Another issue that affects modern research regards study design, including aspects related to sample size. Several studies have found that most research employs study designs that grant a 50% probability of being able to find effects of medium size (Cohen 1962; Sedlmeier and Gigerenzer 1992; Bezeau and Graves 2001). Gaeta and Brydges (2020) find a similar scenario in speech, language and hearing research: the majority of studies they screened did not have an adequate sample size to be able to detect medium-sized effects.
In a study about the prevalence of questionable research practices, John, Loewenstein, and Prelec (2012) found that about 50% of the researchers interviewed admitted to selective reporting, i.e. reporting only some of the statistical analyses or studies conducted. Combined with a theoretical admission rate, the authors argue for a 100% rate of selective reporting (in other words, we can expect all published studies to be affected by selective reporting). They also found that about 35% of the researchers admitted to having changed the research question/hypothesis after seeing the results (or “claiming to have predicted an unexpected finding”), also known as HARKing (Hypothesising After the Results are Known, Kerr 1998). Combined with the theoretical admission rate, they estimate an actual rate of 90%.

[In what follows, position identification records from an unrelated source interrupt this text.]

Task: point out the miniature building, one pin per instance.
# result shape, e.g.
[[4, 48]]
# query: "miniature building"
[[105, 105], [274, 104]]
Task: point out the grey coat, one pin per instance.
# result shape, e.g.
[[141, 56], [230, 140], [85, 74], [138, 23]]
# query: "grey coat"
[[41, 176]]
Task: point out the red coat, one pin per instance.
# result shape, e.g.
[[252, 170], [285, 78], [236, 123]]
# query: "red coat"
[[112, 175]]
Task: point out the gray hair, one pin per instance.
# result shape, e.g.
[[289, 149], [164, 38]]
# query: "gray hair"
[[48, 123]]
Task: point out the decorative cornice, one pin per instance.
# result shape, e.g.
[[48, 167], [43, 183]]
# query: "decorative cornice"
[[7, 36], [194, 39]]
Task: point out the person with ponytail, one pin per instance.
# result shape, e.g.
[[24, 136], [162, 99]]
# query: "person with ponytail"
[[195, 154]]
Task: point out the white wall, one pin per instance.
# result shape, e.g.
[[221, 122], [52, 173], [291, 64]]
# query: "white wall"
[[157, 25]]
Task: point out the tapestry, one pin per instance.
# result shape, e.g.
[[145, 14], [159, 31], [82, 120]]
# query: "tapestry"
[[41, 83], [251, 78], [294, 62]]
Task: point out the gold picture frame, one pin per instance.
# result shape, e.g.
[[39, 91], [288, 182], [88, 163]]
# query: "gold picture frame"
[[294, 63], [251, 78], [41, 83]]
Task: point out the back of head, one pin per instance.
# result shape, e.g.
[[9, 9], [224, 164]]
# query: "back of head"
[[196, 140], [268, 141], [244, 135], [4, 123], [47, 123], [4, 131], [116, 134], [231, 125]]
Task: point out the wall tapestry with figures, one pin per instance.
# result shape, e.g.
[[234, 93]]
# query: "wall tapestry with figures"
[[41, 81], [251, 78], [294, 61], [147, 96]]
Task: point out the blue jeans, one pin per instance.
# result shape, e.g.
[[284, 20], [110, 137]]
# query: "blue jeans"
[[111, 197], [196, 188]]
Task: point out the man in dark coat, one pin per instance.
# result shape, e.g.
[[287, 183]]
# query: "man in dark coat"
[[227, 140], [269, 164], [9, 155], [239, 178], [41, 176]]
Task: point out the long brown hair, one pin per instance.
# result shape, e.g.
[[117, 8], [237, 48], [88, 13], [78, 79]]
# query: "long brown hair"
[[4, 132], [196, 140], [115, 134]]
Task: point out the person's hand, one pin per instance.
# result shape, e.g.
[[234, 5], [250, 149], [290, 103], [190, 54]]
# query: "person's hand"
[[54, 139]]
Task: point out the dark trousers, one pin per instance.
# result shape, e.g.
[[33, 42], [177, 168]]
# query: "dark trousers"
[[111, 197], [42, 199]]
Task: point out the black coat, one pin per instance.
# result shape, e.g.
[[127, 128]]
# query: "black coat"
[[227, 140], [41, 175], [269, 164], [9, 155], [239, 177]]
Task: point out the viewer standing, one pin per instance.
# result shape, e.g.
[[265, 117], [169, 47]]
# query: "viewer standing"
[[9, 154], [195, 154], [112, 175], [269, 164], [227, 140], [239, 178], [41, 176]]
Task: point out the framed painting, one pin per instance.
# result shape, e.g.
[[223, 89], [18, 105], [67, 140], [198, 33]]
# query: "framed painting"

We will talk more about sharing research data when you will learn about Open Research practices in ?sec-open-research, but Wicherts et al. (2006) contacted the authors of 141 articles in psychology asking to share the research data with them and a worrying 73% of the authors never shared their data. Bochynska et al. (2023) surveyed 600 linguistic articles and less than 10% of them shared their data as part of the publication.

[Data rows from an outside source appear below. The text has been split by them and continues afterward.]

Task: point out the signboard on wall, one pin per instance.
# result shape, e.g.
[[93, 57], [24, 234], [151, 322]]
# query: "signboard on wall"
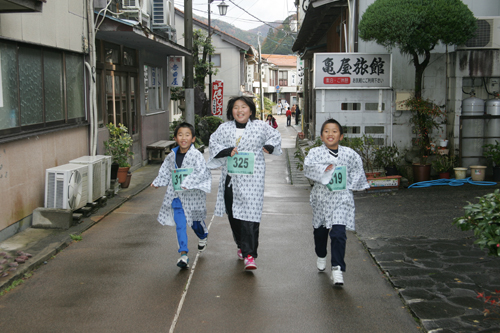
[[175, 71], [217, 97], [352, 71]]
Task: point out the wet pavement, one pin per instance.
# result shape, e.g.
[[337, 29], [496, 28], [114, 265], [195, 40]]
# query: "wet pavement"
[[409, 269]]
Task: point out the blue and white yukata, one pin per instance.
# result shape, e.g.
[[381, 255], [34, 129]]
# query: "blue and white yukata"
[[242, 196], [189, 206], [333, 210]]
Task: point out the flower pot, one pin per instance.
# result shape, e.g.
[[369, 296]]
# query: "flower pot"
[[421, 172], [122, 174], [460, 173], [496, 173], [126, 183], [391, 171], [444, 175], [477, 172]]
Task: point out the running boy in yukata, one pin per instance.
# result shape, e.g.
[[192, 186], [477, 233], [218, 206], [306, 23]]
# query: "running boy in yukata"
[[187, 178], [336, 171]]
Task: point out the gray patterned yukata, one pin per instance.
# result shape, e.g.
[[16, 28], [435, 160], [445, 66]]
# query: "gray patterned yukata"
[[334, 207], [197, 184], [248, 190]]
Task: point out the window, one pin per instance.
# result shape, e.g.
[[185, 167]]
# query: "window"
[[373, 106], [350, 106], [153, 94], [216, 60], [283, 78], [39, 88]]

Publication bias is used to refer to the bias towards publishing “positive” results (i.e. results that indicate the presence of an effect). Fanelli (2010); Fanelli (2012) found that about 80% of published results are positive results across disciplines, while the prevalence of positive results was higher in fields like psychology and economics (about 90%). Of course, the very high prevalence of positive results indicates that a lot of “negative” results (i.e. results that don’t suggest the presence of an effect) are not published, because in a neutral scenario (where researchers propose and test hypotheses, in an iterative process), there should be many more negative results. Ioannidis (2005), for example, shows through computational modelling that a prevalence rate of positive results of 50% or above would be very difficult to obtain and concludes that “most published research findings are false”. Relatedly, Nissen et al. (2016) also use computational modelling to show how false claims can frequently become canonized as fact, in the absence of sufficient negative results. Further to these points, Scheel (2022) stresses that “most psychological research findings are not even wrong”, in that most claims made in the literature are “so critically underspecified that attempts to empirically evaluate them are doomed to failure” (Scheel 2022, 1).